Early Christian literature is full of references to Hebrew scripture, especially prophecy, in an attempt to establish this link. The book of Isaiah is a major favorite. The "suffering servant" passage (Isa 52:13-53:12), which was originally in reference to the Babylonian captivity and probably refers to the people of Israel as a corporate entity, shows up in Luke, John, Acts, Romans, etc., reinterpreted to prefigure the suffering of Christ. Justin Martyr, in the mid-second century, goes on for PAGES quoting giant chunks of Isaiah and interpreting them to show that they are talking about Christ and Christianity. Paul makes a big deal about Abraham in Galatians 3 to try and demonstrate that the promises to Abraham in Genesis were, in fact, about Jesus (which leads to one my favorite Pauline logic pretzels in Gal 3:16).

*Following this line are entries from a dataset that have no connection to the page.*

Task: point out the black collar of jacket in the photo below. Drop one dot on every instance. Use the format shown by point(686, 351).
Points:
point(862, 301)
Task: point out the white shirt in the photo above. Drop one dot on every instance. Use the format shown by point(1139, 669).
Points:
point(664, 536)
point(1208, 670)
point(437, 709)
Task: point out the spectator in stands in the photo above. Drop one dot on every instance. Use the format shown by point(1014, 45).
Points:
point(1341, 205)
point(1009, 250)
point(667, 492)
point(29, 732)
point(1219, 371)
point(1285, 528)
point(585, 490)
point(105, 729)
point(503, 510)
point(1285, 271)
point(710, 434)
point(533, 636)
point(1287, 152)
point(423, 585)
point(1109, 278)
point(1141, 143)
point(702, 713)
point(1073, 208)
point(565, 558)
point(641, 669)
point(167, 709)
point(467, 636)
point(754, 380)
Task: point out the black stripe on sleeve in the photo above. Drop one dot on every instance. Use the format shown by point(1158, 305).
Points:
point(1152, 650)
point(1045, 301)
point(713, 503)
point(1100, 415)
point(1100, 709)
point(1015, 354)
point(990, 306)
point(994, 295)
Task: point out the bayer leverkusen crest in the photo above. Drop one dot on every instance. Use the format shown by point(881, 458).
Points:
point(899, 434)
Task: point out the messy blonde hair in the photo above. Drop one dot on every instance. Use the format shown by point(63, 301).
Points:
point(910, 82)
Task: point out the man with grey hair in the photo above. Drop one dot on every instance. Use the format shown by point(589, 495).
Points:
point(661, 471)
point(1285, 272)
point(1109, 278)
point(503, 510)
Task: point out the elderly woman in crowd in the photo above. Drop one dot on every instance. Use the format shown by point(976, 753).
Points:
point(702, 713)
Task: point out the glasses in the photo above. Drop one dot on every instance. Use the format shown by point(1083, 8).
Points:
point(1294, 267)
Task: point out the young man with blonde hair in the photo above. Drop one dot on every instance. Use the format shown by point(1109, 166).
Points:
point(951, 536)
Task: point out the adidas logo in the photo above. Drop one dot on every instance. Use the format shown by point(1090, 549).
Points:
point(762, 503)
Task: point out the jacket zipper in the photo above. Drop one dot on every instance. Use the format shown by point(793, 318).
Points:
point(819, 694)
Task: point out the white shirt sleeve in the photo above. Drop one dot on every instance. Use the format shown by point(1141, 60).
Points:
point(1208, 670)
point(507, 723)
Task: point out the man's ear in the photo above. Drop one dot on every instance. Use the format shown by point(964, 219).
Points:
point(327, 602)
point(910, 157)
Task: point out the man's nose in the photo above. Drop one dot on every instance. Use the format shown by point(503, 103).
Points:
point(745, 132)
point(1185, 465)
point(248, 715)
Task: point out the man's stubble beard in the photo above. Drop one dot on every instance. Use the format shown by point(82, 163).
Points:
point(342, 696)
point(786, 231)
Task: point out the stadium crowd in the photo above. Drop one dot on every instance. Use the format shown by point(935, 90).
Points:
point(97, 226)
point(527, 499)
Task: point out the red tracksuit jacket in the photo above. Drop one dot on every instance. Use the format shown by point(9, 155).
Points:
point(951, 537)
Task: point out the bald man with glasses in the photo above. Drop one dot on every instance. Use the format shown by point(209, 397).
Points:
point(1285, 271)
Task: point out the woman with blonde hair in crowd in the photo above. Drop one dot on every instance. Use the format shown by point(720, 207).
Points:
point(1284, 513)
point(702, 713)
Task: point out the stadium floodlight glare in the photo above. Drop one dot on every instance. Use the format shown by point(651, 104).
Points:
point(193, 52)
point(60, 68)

Part of this is that there were ethnic and pious Jews (like Paul, Peter, etc.) who genuinely understood Jesus to be the Messiah, in a long period when there was a lot of political turmoil and social change, and therefore competition for what it meant to be a "good" or "real" Jew. Stuff in the New Testament that we read as horrifyingly anti-Semitic is often pretty comparable to the way that, for example, the author of 1 Maccabees (a Jewish text 200 years or so older than the Gospels) writes about other Jews that he disagrees with (e.g., 1 Macc 1:11-14, but it's not limited to that passage). The Essene community was also incredibly unflattering toward the Jerusalem priesthood. So Jesus worshippers weren't the only ones claiming to be the "real" Israel among a bunch of apostates. The difference is that their movement very quickly spread into the non-Jewish world, and so what had been pretty standard internal identity competition in a politically volatile period (think about the ways we talk about what a "real" American is/should be, or whatever your equivalent if you're not American) very quickly became an external power move. Nowadays it would be a genuine example of cultural appropriation.
TL;DR: Christianity doesn't tolerate the Old Testament even though it's favorable toward Jews. A better way to frame it is: Christianity appropriated Hebrew scripture and claims to be the real heir to its promises, excluding (non-Christian) ethnic Jews from consideration.